As the Pope basked in the beauty of the red car, the owner appeared and insisted that he should take it for a test drive.
“No, no!” exclaimed the Pope, “I couldn’t possibly!”
The driver wouldn’t take no for an answer and jumped in the back of the beautiful red car. And so off they went, leaving the pope-mobile and the bewildered security team behind.
“This is wonderful, the greatest car I’ve ever driven!” The Pope cried, as they wound through the city, going faster and faster. Eventually excitement got the better of him and he put his foot to the floor, racing over the Brooklyn Bridge, smashing the speed limit. All of a sudden, flashing blue lights popped up in his mirror and a police officer signalled to pull over.
The officer sauntered up the car and began to speak but stopped, gobsmacked when he realised who was driving the car.
“Jesus!” he cried, “Wait right here!” He stumbled back to his squad car and grabbed at the radio, calling back to the precinct.
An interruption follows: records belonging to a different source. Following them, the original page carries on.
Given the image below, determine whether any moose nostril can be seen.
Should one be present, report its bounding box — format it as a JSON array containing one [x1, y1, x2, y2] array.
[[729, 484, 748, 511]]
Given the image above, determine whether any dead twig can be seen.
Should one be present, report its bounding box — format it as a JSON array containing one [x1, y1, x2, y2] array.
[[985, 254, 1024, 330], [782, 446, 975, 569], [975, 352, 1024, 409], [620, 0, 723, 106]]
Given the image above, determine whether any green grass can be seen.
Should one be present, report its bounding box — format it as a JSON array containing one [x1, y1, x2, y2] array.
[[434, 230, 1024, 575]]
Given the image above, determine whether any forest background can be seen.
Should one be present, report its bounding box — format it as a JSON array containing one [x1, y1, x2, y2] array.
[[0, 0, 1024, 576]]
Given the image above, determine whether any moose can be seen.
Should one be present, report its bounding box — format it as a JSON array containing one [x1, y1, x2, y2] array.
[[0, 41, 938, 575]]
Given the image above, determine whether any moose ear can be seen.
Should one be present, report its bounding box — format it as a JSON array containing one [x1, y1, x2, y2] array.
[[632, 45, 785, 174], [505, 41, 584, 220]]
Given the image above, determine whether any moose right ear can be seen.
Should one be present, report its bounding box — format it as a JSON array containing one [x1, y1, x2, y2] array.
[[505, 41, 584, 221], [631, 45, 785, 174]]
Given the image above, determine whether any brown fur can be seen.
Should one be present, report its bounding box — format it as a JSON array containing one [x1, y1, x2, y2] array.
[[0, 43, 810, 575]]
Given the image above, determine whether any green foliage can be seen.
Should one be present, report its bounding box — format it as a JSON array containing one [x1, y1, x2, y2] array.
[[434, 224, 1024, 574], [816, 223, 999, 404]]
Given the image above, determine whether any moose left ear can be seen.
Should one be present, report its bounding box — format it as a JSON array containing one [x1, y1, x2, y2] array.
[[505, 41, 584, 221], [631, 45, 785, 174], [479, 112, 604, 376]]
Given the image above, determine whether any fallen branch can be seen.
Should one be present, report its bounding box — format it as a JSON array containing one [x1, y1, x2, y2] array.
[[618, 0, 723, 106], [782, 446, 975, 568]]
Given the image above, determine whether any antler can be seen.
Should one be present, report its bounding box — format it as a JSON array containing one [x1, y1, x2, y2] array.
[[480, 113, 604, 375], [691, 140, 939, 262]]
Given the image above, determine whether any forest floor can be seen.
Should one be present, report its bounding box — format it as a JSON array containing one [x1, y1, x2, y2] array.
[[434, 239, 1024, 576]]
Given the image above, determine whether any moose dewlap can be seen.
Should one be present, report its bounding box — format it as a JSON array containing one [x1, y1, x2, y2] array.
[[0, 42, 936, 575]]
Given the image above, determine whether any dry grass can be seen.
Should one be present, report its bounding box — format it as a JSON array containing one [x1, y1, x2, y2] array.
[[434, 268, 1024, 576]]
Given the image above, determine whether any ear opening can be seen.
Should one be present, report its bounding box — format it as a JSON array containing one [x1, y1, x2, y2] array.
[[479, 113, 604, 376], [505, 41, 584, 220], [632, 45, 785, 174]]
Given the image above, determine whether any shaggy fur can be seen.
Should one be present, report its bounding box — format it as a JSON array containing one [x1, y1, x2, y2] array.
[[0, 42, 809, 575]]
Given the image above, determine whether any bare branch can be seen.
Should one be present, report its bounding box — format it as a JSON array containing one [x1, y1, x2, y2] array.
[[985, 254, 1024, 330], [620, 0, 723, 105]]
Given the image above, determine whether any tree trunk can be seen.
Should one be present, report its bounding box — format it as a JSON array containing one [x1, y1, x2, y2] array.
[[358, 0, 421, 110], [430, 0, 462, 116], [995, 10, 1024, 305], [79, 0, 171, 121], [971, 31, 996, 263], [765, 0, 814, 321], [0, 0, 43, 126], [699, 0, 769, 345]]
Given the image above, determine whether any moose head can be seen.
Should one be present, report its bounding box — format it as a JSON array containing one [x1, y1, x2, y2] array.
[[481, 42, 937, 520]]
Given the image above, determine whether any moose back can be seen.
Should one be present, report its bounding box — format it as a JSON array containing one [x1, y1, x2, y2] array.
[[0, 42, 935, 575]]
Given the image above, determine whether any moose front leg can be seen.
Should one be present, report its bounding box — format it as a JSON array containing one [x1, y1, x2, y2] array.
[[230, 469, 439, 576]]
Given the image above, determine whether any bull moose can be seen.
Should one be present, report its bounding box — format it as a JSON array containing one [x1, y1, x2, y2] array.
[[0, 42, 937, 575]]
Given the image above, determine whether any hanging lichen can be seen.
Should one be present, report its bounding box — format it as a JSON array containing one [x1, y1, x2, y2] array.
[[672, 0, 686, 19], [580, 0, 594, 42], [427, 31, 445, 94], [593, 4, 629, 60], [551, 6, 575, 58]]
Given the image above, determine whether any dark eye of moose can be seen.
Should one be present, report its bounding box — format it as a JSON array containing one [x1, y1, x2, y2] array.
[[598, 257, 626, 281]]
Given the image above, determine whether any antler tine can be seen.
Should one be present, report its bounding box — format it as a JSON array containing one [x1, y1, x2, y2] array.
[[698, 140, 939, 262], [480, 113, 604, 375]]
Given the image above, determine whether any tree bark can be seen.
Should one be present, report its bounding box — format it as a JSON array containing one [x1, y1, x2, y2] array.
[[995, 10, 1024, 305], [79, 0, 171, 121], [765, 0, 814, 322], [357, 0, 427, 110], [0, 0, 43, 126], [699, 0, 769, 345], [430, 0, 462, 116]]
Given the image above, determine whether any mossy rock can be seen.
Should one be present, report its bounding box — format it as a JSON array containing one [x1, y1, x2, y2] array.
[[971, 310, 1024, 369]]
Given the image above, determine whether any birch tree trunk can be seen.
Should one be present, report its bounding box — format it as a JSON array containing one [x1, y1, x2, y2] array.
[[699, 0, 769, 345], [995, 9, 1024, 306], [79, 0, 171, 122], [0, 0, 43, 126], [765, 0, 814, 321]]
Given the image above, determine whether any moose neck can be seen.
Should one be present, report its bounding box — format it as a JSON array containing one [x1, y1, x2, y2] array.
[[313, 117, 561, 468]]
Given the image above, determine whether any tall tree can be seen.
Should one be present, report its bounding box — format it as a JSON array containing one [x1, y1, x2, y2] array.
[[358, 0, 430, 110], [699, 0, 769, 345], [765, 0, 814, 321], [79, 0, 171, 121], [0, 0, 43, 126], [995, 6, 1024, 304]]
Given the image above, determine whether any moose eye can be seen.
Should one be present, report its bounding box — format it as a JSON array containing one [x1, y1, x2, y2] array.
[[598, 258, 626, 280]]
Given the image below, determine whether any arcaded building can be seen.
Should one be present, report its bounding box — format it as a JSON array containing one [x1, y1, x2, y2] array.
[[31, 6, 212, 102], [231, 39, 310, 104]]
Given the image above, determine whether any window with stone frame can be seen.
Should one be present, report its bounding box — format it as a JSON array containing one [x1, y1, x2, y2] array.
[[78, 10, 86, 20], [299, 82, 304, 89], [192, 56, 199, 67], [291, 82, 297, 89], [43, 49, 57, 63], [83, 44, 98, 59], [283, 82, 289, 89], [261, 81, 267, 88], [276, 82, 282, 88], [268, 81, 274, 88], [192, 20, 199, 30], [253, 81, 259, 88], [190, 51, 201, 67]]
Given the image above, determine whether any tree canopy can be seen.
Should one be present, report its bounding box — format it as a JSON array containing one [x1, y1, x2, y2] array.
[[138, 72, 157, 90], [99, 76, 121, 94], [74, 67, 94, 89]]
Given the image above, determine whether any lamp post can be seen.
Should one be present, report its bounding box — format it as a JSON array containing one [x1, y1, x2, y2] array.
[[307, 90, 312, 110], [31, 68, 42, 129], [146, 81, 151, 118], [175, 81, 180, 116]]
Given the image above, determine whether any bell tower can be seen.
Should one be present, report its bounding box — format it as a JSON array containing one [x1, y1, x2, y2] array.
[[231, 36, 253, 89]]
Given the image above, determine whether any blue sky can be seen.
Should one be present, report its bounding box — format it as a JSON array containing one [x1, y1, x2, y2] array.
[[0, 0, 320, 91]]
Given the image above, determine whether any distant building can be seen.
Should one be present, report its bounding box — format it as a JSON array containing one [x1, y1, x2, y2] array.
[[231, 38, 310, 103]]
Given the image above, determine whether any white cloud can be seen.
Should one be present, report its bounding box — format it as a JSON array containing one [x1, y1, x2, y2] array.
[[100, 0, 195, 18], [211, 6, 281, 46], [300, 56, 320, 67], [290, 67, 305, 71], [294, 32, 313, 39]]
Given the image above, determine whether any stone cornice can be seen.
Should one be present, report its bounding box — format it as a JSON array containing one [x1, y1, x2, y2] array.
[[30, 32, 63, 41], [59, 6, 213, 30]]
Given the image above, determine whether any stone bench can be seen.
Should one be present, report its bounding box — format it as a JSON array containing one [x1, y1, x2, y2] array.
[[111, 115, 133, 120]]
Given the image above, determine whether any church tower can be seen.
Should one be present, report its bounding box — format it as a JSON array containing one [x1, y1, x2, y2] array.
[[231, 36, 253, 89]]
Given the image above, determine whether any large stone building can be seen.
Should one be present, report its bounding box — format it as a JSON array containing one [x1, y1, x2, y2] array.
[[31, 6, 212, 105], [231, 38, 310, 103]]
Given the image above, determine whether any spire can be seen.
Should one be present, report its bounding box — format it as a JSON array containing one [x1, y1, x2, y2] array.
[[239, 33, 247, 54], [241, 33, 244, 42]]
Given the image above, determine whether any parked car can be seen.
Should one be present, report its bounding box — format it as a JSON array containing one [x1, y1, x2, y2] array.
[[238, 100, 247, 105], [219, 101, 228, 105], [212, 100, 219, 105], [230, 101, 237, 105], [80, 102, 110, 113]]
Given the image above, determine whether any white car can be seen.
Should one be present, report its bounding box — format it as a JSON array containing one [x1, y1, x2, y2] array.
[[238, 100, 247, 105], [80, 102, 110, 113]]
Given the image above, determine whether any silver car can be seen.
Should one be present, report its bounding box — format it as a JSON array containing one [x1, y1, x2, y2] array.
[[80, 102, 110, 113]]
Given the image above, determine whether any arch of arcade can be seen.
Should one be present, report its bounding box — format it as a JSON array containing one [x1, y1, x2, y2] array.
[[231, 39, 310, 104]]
“Sir!” he said to his boss, “I’ve just pulled over a VIP for speeding, I don’t know what to do!”
“Well who is it? The mayor?”
“No sir, way more important than the mayor!”
“Who then? Brad Pitt?”
“More important sir!”
“Well is it the president?”
“No sir, more important than the president!”
“Well who on God’s green earth is more important than the president of the United States?”
“I don’t know sir, but this guy’s chauffeur is The Pope!”